Tarihin en kısa süreli savaşlarından birisi olan bu savaşta, her iki taraftan on binlerce kişi öldü. Çin yenilgisi sebebiyle kendini ispatlama derdinde olan Hindistan, yüksek askerî gücüne de güvenerek Pakistan’a savaş açtı. Özellikle Lahor şehrini havadan ve karadan bombardıman altına alan Hindistan, ağır zâyiat vererek çekilmek zorunda kaldı. İkinci Dünya Savaşı’ndan sonra yapılan en büyük zırhlı ve tanklı birliklerin iştirak ettiği savaş olarak tarihe geçmiştir.

1971 Sınır İhlâli Savaşı:

Savaşın neticesinde Doğu Pakistan olarak bilinen topraklar, bağımsızlık kazandı ve bugünkü Bangladeş ülkesi meydana çıktı.

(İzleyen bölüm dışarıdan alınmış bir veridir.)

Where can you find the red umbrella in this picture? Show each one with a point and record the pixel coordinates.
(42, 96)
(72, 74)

1984 Üçüncü Keşmir Savaşı:

Tam bir savaş olmadı. Pakistan güçleri Hint topraklarını işgal etti. Daha sonra yapılan anlaşmayla Pakistan güçleri geri çekildi.

1999 Kargil Savaşı:

Keşmir’in Kargil bölgesinde karşı karşıya gelen iki ülkenin güçleri, 3 ay boyunca çarpıştı. Savaş, Pakistan’ın üstünlüğü ile neticelendi.